Barton Breeze operates fully-automated hydroponics farms to grow pesticide-free vegetables.
By Deepsekhar Choudhury
India’s agriculture sector faces multiple problems: groundwater levels are depleting rapidly, the net sown area remains stagnant, pesticide use is booming and the farm-to-food time lag is increasing. A solution to any one of those problems could be a great entrepreneurial venture. But IIM Ahmedabad alumnus Shivendra Singh is out to convince the world that hydroponics — an agri-system that does not need soil, recycles water and can be installed even on rooftops—could be a panacea for all the pain points.

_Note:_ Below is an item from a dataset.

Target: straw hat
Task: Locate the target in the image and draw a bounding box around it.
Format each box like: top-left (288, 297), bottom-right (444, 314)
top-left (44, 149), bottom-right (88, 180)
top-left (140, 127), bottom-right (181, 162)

Founded in 2015, Barton Breeze operates fully-automated hydroponic farms to grow clean and pesticide-free vegetables. The startup also sets up such farms for other investors and handholds them initially with know-how and training. It helps its partners take their hydroponics produce to the marketplace via its tie-ups with companies such as BigBasket and Radisson. The startup has onboarded a stellar team that includes a former Flipkart executive and an agro-technologist with 25 years of experience in hydroponics.
Before scaling up, Barton Breeze ran a pilot in Rajasthan with strawberries in the summer months. “The idea is to reduce the duration it takes for produce to reach the plate after harvest,”” says Singh. “We did temperature control, did away with soil, brought in multi-layer vertical farming. That way we could grow 10 times more in space with respect to traditional farming.”
Barton’s price point is usually half of what’s charged for imported produce. For example, it sells lettuce at Rs 80 per kg in the months of June, July, and August when the imported kind costs Rs 200. Delhi-NCR has to get coriander from Bengaluru during the rainy season and the price hovers above Rs 200 per kg at Azadpur mandi – almost double the Rs 110 per kg price point of the company. At present, it grows 1,600 tonnes of produce yearly which includes 32 crop varieties.
The startup has built 17 farms across nine states in India and some locations in Dubai and Qatar. At present it has 11 acres of cultivable space and is targeting 50 acres for FY 2021. The size of a typical farm ranges from one eighth of an acre to two acres. Singh says that even though it’s an EPC contractor, the startup’s DNA is that of a tech firm and not a construction company. Barton Breeze has developed tech which makes it possible to control all the conditions in a farm through an application from a remote site.
However, capex is a challenge. It takes around Rs 2,500 per square metre to set up a one-acre or half-acre farm. The government has been looking at a policy to subsidise farmers in the hydrophonics space. The Maharashtra government started a scheme to subsidise 50% capital costs for hydroponics farming of animal fodder.
Barton Breeze’s current farm-to-fork time is 2 hours and it’s developing a plan to reduce it to 30 minutes. It involves promoting hydroponics in a kitchen garden where glow lights could be used as a substitute of sunlight. The startup is bootstrapped as of now but is looking to close its Series A round of funding soon for the 30-minute project.